Düsseldorf/Frankfurt. Nach massiven Warnstreiks mit mehr als 360 000 Teilnehmern wird im Tarifkonflikt der Metall- und Elektroindustrie wieder miteinander gesprochen. Arbeitgeber und IG Metall setzen ihre festgefahrenen Verhandlungen für das Tarifgebiet Nordrhein-Westfalen bereits am Montag in Neuss fort, teilten beide Seiten am Freitag mit. Es ist bundesweit die erste offizielle Verhandlung, nachdem vor acht Tagen in sämtlichen Tarifgebieten die dritten Verhandlungsrunden ergebnislos beendet worden war.

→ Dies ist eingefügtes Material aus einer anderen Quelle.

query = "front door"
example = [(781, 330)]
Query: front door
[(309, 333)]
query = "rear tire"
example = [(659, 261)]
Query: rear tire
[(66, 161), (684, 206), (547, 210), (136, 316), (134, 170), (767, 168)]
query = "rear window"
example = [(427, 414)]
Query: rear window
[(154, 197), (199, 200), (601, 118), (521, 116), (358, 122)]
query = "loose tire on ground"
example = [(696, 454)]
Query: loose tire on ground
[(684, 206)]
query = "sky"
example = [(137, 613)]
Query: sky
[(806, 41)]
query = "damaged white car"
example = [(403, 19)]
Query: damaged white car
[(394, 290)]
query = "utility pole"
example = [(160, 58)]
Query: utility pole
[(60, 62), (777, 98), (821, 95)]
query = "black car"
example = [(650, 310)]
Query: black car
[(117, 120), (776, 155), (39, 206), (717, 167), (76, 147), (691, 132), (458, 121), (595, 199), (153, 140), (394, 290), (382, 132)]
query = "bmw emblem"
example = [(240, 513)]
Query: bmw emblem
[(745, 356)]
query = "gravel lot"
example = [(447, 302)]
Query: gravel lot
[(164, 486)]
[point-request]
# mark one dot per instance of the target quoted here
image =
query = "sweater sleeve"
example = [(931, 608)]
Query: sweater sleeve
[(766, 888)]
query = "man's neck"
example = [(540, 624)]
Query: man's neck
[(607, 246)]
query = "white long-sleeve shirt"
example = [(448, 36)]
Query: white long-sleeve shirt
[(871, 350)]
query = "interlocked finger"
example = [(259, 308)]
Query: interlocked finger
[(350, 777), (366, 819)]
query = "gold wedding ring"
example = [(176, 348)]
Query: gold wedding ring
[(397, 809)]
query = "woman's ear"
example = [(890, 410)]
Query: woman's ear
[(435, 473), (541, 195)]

Seitdem hat die IG Metall nach eigenen Angaben rund 1900 Betriebe mit Warnstreiks überzogen, die auch am Montag fortgesetzt werden sollen. Man werde den Druck aufrechterhalten, sagte NRW-Bezirkschef Knut Giesler laut Mitteilung und drohte mit einer Verschärfung des Arbeitskampfes. "Wer vor Pfingsten eine Lösung will, muss sich jetzt bewegen. Der Countdown für die 24-Stunden-Streiks läuft." Mit dieser neuen Streik-Form würden Betriebe nicht nur für wenige Stunden, sondern rund um die Uhr lahmgelegt. Auch für den Dienstag sind mehrere Warnstreiks angekündigt.

Noch sind die Tarifpartner in der deutschen Kernindustrie mit 3,8 Millionen Beschäftigten weit voneinander entfernt. Die Gewerkschaft verlangt fünf Prozent Lohnerhöhung innerhalb eines Jahres. Die Arbeitgeber haben auf die doppelte Laufzeit 2,1 Prozent sowie eine Einmalzahlung von 0,3 Prozent angeboten. Ob es am Montag zu einem Abschluss kommt, ist unsicher. Auch in anderen Gebieten sind vierte Runden vereinbart.